A Vitacon fechou parceria com a Mercado Livre Arena Pacaembu para transformar público de shows e jogos em compradores de imóveis. A incorporadora oferecerá descontos exclusivos a quem frequentar o complexo. A meta é clara: converter fluxo em ocupação.
O acordo abrange empreendimentos da Vitacon e da Housi localizados no entorno imediato da arena. São quatro torres já entregues em Perdizes e pelo menos dois lançamentos programados para a mesma região, além de projetos em Higienópolis e Bela Vista.
O cálculo por trás da aposta: 230 eventos e 2 milhões de pessoas
A concessionária Allegra Pacaembu projeta 230 eventos para 2026, com público total estimado em 2 milhões de visitantes. Para 2030, a projeção sobe para 300 eventos anuais e 3,2 milhões de pessoas circulando pelo complexo.

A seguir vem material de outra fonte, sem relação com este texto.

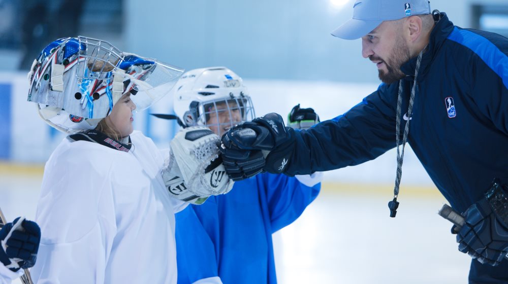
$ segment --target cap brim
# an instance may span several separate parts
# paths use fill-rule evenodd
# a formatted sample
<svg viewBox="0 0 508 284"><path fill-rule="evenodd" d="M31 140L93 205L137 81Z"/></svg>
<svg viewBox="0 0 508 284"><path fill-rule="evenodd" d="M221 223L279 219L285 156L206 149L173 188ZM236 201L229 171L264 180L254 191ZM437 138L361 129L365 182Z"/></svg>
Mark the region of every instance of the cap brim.
<svg viewBox="0 0 508 284"><path fill-rule="evenodd" d="M383 21L351 19L332 32L332 36L344 40L356 40L370 32Z"/></svg>

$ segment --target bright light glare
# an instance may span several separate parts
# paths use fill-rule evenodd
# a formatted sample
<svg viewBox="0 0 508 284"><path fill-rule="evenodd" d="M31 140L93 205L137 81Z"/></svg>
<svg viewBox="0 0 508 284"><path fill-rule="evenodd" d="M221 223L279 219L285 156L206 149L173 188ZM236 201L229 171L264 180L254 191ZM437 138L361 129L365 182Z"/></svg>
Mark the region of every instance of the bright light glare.
<svg viewBox="0 0 508 284"><path fill-rule="evenodd" d="M336 8L340 8L348 2L349 0L330 0L330 3Z"/></svg>

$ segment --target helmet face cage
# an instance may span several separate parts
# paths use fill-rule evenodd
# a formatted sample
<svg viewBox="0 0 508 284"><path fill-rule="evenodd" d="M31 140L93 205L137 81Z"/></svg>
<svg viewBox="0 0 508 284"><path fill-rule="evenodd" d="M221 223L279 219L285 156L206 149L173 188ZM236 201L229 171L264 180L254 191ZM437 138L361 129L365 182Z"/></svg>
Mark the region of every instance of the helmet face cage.
<svg viewBox="0 0 508 284"><path fill-rule="evenodd" d="M149 107L169 93L183 73L155 59L122 52L104 41L63 38L50 43L34 61L27 100L41 105L45 121L72 133L82 129L78 124L84 121L89 121L87 128L96 125L127 92L133 95L137 111ZM65 121L60 119L64 117Z"/></svg>
<svg viewBox="0 0 508 284"><path fill-rule="evenodd" d="M195 120L197 124L216 131L219 136L238 123L256 117L250 97L243 93L239 96L235 97L232 93L228 98L201 102L197 110L191 110L191 113L198 116Z"/></svg>
<svg viewBox="0 0 508 284"><path fill-rule="evenodd" d="M79 60L76 77L80 79L109 80L111 71L123 59L122 52L108 42L78 37Z"/></svg>

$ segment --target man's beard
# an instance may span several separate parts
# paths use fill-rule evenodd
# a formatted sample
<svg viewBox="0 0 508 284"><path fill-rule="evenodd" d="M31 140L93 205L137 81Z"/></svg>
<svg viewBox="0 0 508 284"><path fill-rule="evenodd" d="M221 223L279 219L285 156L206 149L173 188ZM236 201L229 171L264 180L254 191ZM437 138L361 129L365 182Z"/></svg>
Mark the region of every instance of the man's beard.
<svg viewBox="0 0 508 284"><path fill-rule="evenodd" d="M378 69L379 78L385 84L392 84L405 77L405 74L400 70L400 66L409 60L409 50L407 44L402 37L398 36L395 40L395 46L392 53L392 59L384 60L380 57L371 55L369 59L371 61L382 60L386 65L388 72Z"/></svg>

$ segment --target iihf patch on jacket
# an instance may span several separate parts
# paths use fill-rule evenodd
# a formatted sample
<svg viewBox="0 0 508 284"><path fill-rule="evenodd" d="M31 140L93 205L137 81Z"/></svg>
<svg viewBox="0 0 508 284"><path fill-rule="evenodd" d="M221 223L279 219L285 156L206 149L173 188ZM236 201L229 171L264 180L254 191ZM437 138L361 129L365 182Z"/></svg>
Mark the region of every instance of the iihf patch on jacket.
<svg viewBox="0 0 508 284"><path fill-rule="evenodd" d="M453 118L457 116L457 112L455 111L455 104L453 102L453 98L448 97L444 99L444 103L446 104L446 110L448 112L448 117Z"/></svg>

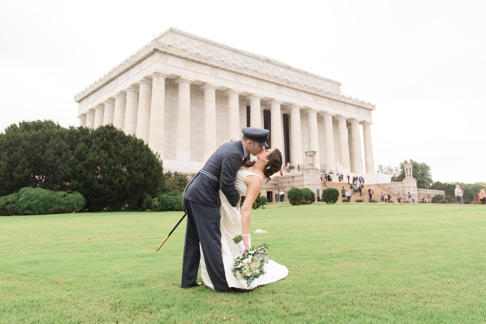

Esses números representam uma audiência cativa, recorrente e com perfil de renda compatível com o produto oferecido. A Vitacon enxerga nesse fluxo uma fonte de demanda previsível — algo raro no mercado imobiliário residencial.
O que o complexo oferece além do estádio
Desde a reabertura em 2025, após revitalização conduzida pela Allegra, o Pacaembu deixou de ser apenas estádio. O complexo hoje concentra:
- Arena multiuso para shows e eventos corporativos
- Centro de convenções e eventos
- Piscina olímpica e ginásio poliesportivo
- Quadras de tênis e pista de atletismo
- Academia, cafés e áreas de convivência
A programação diversificada garante fluxo durante a semana e nos fins de semana, não apenas em datas de jogos. Isso amplia a janela de exposição dos imóveis a potenciais compradores.
Estratégia de ocupação: da visita à escritura
A lógica da parceria é encurtar o ciclo de venda. O visitante vive a experiência do bairro, conhece a infraestrutura e recebe oferta condicionada àquele momento. Para a Vitacon, o ganho está na redução do custo de aquisição de cliente e na aceleração do lease-up dos novos lançamentos.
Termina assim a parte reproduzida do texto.